Allein in ihrem Zimmer, konnte Carly das Zittern nicht mehr unterdrücken, und sie musste sich an einer Stuhllehne festhalten, um nicht zu stürzen. Eines Tages würde sie vielleicht ironisch oder sogar belustigt auf diese Szene zurückblicken können, auf Ricardo und das, was er ihr gerade alles an den Kopf geworfen hatte. Weil er sich so atemberaubend in ihr irrte.
Fürs Erste durfte sie ihm immerhin dankbar sein, dass er jedes zaghafte Gefühl in ihr gründlich zerstört hatte. Noch vor einer Stunde hätte sie in Gefahr geraten können, sich in ihn zu verlieben. Zumindest war sie davor jetzt sicher.
Am liebsten würde sie die Villa sofort verlassen. Aber sie musste an Lucy und die Agentur denken. Was immer auch passiert sein mochte: Ricardo war ein potenzieller Kunde und musste höflich behandelt werden.

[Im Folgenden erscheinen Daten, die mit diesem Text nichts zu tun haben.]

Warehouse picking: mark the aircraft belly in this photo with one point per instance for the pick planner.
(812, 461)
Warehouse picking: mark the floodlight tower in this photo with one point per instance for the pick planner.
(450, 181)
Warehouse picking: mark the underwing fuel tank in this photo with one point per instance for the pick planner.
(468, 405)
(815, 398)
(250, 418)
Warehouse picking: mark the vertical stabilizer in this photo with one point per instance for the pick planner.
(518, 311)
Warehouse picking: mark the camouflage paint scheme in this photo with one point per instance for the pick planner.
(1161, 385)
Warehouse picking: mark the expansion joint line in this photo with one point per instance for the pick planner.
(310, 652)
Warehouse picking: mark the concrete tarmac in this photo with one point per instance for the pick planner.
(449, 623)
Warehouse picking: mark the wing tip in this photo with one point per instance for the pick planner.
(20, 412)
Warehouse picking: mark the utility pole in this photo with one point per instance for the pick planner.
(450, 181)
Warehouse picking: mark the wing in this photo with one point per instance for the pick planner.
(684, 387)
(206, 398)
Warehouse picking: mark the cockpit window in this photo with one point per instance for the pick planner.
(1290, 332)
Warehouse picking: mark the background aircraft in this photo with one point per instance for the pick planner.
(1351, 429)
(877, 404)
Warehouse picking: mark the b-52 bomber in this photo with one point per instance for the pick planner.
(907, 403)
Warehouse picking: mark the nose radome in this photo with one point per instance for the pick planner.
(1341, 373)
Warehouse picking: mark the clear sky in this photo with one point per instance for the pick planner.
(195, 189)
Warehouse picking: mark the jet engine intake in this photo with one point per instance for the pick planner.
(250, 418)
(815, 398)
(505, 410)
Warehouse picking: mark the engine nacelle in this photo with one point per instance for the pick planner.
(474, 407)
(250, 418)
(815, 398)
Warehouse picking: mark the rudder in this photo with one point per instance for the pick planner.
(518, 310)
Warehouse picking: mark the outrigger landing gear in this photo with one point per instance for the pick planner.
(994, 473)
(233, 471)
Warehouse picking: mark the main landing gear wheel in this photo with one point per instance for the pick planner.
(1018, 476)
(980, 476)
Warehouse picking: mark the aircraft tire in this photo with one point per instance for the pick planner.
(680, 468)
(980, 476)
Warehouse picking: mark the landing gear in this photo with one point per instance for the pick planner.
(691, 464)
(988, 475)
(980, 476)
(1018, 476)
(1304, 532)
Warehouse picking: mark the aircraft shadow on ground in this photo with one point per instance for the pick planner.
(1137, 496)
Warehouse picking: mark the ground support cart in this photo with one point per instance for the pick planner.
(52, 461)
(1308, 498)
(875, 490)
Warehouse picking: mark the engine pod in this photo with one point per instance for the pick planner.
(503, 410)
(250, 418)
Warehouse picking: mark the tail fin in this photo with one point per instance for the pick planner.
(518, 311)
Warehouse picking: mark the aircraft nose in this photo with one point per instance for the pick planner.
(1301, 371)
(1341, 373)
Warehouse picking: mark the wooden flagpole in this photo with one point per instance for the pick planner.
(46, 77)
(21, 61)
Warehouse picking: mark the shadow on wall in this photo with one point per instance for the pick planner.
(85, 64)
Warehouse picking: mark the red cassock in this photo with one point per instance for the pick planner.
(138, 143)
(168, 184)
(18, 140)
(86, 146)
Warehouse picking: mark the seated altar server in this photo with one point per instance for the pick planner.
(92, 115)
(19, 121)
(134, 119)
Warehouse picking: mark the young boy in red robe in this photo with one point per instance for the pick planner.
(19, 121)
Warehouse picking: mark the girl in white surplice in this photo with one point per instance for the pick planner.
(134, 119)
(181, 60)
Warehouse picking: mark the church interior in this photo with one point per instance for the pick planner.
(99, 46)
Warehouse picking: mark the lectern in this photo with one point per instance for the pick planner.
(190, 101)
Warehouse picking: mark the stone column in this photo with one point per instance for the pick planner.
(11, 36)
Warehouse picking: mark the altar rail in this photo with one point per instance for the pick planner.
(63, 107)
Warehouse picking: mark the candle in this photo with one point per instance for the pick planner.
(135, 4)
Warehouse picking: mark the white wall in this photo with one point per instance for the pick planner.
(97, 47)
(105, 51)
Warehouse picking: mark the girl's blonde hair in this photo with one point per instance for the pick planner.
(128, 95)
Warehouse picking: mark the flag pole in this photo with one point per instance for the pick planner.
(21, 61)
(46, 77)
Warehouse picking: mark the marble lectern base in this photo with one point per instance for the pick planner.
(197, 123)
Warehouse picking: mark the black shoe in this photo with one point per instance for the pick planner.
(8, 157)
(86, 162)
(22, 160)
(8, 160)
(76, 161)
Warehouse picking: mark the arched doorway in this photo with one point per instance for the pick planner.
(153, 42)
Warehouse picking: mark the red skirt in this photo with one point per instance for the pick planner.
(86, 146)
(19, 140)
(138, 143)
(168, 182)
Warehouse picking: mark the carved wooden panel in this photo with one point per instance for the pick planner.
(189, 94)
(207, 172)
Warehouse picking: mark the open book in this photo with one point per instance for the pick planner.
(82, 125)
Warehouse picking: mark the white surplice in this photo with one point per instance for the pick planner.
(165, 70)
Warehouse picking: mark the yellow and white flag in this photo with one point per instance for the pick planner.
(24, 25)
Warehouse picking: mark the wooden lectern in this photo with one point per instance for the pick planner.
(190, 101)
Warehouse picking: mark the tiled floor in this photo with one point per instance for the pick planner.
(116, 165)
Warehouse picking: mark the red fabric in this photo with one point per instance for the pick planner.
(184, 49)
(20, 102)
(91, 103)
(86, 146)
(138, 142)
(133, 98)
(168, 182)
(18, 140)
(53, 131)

Trotzdem würde Carly lieber nackt herumlaufen, als ihn um irgendeinen Fetzen zum Anziehen zu bitten. Und sie würde eher sterben, als ihm zu zeigen, wie sehr er sie verletzt hatte.

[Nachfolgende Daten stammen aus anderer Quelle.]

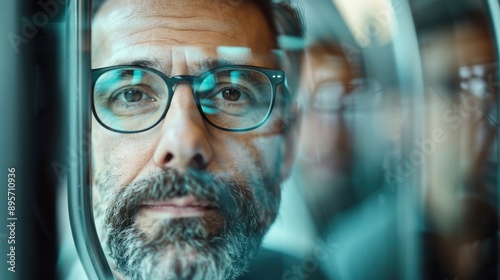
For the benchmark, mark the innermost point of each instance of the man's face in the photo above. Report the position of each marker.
(184, 199)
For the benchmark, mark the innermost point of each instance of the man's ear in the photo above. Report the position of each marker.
(291, 133)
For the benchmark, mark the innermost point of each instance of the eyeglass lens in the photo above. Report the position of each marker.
(132, 99)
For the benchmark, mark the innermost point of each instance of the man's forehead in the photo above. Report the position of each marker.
(123, 28)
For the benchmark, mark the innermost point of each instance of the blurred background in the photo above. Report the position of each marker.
(396, 175)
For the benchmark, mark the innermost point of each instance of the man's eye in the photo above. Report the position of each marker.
(133, 95)
(231, 94)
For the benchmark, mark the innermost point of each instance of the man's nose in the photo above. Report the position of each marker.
(184, 142)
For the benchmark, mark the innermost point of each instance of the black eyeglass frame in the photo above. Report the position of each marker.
(275, 76)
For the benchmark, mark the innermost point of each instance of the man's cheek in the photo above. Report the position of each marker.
(271, 153)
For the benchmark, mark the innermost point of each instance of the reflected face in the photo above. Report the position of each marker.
(184, 200)
(325, 140)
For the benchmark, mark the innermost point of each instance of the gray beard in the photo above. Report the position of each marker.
(214, 246)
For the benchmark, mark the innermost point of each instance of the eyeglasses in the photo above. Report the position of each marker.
(131, 99)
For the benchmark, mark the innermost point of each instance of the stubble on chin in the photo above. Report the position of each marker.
(215, 246)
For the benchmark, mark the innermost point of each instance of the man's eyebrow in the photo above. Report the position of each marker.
(143, 62)
(208, 64)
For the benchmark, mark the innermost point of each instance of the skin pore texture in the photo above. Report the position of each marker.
(184, 200)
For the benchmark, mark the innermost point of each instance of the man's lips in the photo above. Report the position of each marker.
(178, 207)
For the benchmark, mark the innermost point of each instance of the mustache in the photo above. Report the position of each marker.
(170, 183)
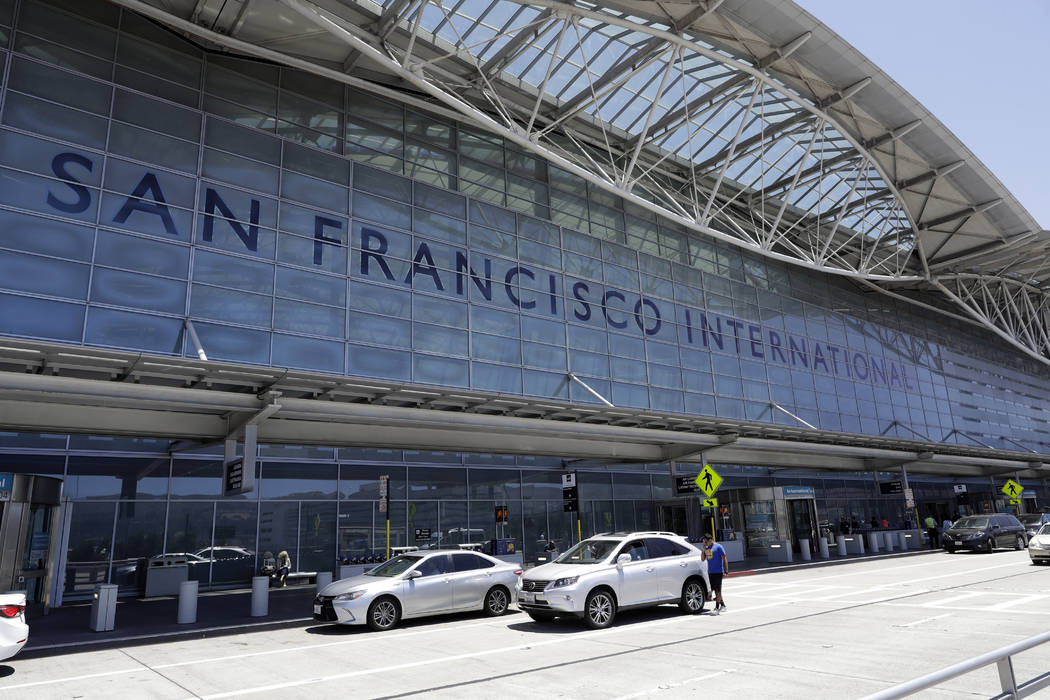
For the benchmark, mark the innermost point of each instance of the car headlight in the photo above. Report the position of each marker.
(353, 595)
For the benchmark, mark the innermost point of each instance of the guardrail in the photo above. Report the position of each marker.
(1001, 657)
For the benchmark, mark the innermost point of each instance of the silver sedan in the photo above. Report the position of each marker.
(420, 584)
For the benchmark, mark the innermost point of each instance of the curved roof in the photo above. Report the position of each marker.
(743, 120)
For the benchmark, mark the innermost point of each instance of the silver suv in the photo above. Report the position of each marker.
(616, 571)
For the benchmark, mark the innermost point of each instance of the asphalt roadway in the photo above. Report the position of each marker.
(828, 632)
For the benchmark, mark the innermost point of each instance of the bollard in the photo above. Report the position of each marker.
(323, 578)
(187, 602)
(260, 596)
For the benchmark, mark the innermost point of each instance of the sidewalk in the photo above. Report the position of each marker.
(146, 620)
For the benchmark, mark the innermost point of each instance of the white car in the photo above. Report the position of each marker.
(1038, 547)
(611, 572)
(419, 584)
(14, 630)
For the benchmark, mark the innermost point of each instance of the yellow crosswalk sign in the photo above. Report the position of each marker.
(1012, 488)
(709, 481)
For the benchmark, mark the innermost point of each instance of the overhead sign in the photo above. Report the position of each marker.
(888, 488)
(709, 480)
(235, 479)
(1012, 488)
(685, 485)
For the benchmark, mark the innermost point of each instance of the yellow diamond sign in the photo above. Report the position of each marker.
(709, 481)
(1012, 488)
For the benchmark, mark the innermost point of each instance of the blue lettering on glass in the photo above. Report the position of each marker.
(159, 207)
(775, 346)
(59, 164)
(212, 202)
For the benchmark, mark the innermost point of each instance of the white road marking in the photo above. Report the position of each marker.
(925, 619)
(668, 686)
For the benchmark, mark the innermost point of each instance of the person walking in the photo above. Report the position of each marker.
(714, 554)
(931, 532)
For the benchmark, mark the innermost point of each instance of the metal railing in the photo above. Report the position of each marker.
(1001, 657)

Ständig hatte er behauptet, er wisse, was sie sei. Doch in Wirklichkeit kannte er sie überhaupt nicht.
5. KAPITEL
Von der Reling aus beobachtete Carly, wie die Köche auf dem Kai die angelieferten Waren durchzählten. Es war elf Uhr vormittags, und sie war seit halb sechs auf den Beinen. Zum Glück hatte sie einen Taxifahrer überreden können, sie trotz der frühen Stunde von der Villa abzuholen. Zuerst war sie mit dem Floristen Jeff und seinem Team zum Blumenmarkt gefahren, um die schönsten und frischesten Blumen für die Party zu kaufen, danach hatte sie die beiden Köche begleitet, um mit ihnen die frischen Produkte zu besorgen, die sie für das Büfett benötigten.

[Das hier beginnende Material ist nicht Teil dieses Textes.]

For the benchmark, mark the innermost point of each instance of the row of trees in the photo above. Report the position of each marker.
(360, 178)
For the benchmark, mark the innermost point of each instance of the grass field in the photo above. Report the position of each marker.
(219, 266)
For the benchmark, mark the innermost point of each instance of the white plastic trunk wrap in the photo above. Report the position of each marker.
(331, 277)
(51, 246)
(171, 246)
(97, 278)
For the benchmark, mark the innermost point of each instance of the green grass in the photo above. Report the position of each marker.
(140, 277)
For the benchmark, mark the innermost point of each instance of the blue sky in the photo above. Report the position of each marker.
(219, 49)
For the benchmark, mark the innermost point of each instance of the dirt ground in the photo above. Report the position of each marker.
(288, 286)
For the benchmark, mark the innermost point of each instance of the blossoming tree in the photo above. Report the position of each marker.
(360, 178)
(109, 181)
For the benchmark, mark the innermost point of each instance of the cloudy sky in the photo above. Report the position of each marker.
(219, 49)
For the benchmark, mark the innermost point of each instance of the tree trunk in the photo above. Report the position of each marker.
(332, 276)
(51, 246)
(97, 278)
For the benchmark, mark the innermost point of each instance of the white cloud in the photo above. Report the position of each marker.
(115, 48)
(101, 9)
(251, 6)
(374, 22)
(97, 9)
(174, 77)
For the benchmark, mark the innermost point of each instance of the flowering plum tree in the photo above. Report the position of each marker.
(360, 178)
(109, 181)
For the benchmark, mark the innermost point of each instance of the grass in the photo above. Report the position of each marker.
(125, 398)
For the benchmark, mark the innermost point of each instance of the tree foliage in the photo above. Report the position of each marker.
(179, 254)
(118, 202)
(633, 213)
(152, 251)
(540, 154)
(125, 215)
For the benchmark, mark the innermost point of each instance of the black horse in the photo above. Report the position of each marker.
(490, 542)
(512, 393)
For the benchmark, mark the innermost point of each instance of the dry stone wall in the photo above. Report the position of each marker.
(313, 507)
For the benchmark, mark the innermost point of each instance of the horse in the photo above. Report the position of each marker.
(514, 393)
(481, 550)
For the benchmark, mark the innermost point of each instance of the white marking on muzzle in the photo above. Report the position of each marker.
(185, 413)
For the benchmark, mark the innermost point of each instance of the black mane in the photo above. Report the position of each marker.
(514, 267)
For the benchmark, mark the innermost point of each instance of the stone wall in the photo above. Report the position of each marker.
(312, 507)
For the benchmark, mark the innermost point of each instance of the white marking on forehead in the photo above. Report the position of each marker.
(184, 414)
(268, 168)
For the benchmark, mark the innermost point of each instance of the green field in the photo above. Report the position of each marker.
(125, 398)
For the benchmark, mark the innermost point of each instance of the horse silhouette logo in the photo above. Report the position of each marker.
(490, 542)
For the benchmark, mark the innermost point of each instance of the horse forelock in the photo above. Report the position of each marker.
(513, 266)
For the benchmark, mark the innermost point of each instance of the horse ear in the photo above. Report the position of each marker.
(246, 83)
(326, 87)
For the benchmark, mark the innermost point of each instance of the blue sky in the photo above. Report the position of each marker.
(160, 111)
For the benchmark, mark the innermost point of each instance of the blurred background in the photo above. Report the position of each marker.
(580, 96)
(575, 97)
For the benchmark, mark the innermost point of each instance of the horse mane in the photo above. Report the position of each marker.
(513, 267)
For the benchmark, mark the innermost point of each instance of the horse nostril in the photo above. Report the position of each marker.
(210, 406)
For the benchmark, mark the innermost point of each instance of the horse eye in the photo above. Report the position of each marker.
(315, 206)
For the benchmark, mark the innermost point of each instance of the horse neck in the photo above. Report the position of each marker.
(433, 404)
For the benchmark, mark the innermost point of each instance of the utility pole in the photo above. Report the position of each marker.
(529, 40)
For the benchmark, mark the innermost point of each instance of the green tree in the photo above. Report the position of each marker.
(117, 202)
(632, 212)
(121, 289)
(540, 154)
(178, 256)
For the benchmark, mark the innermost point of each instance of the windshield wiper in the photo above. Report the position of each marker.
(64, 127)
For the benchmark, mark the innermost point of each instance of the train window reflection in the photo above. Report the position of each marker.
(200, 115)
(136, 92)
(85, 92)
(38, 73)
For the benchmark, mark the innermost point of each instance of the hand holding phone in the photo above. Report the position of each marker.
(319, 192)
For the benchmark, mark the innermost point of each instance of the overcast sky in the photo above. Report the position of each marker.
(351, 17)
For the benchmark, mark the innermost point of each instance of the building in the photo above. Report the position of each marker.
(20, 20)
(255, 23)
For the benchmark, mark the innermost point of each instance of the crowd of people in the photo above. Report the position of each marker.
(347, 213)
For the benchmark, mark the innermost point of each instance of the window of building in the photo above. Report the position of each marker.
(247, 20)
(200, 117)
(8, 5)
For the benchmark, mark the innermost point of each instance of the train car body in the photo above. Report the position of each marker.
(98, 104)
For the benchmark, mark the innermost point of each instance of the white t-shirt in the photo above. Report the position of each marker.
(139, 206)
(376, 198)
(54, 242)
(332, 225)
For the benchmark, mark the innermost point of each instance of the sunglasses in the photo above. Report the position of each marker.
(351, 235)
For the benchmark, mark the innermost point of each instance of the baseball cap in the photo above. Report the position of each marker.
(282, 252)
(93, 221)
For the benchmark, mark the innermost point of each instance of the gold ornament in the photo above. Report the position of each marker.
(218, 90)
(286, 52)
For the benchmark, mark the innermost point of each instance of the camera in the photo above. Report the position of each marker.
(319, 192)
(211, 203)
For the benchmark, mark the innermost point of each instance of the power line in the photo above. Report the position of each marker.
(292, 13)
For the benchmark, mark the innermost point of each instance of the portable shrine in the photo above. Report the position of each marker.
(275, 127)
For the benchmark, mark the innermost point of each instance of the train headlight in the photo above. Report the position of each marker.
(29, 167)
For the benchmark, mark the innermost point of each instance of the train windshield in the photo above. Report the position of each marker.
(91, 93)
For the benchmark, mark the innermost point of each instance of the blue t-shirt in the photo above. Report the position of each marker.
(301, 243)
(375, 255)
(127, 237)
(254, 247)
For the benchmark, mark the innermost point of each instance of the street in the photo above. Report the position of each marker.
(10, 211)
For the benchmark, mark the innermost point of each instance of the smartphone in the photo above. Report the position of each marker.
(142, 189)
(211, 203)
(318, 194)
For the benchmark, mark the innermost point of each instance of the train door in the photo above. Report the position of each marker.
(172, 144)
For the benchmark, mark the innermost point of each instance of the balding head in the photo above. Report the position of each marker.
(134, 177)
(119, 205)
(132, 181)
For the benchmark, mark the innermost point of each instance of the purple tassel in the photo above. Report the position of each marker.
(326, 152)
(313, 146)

Sie gab sich große Mühe, nicht ständig auf den hellen Streifen Haut an ihrem Handgelenk zu sehen. Wie sehr sie die Armbanduhr von Cartier geliebt hatte! Nicht wegen ihres Geldwerts, sondern weil sie ihr so viel bedeutet und für sie so viel repräsentiert hatte. Der Besitzer der kleinen Pfandleihe hatte weder Neugier noch Überraschung gezeigt, als Carly ihm für ein Bündel Banknoten und einen Pfandschein ihre Uhr überreicht hatte. Sobald sie wieder zu Hause war, wollte sie einen Kredit aufnehmen, damit sie die Uhr zurückkaufen und eine kleine Bargeldreserve anlegen konnte. Mochte ihr der Gedanke, Schulden zu haben, auch noch so verhasst sein, es war die einzige Möglichkeit.
Nun hoffte sie inständig, sich eine Stunde freimachen zu können, um die gestohlenen Sachen zu ersetzen. Was nicht einfach sein würde. Für die Events brauchte sie Designeroutfits, für die vermutlich nicht einmal das Geld reichen würde, das sie für ihre Armbanduhr bekommen hatte.
Zum Glück hatte sie auf dem Rückweg vom Blumenmarkt einen Laden für Urlaubskleidung entdeckt und sich eine Caprihose und zwei T-Shirts gekauft. Einen BH und mehrere schlichte Slips hatte sie in einem kleinen Wäschegeschäft besorgt.
Der Hafen war voller großer, weißer Luxusyachten, aber diejenige, auf der die Prêt a Party stattfinden sollte, war zweifellos die teuerste und eleganteste.
Mariella D’ Argents persönliche Assistentin Sarah hatte Carly überall herumgeführt und ihr angeboten, sich in ihrer Kabine umzuziehen. Und sie hatte Carlys getragene Sachen in die Wäscherei der Yacht gebracht und versprochen, dass Carly sie vor dem Abend zurückbekommen würde.
„Schade, dass wir nicht dieselbe Größe haben, sonst hätte ich Ihnen für die Party etwas leihen können“, sagte Sarah mitleidig, als Carly ihr erzählte, was mit ihrem Koffer passiert war. „Aber Mariella ist nur ein bisschen größer als Sie…“
„Und sehr viel dünner“, warf Carly lachend ein.
Vor ihrer Heirat mit einem Finanzier war ihre Kundin Mariella D’ Argent eines der bekanntesten und bestbezahlten Models der Welt gewesen.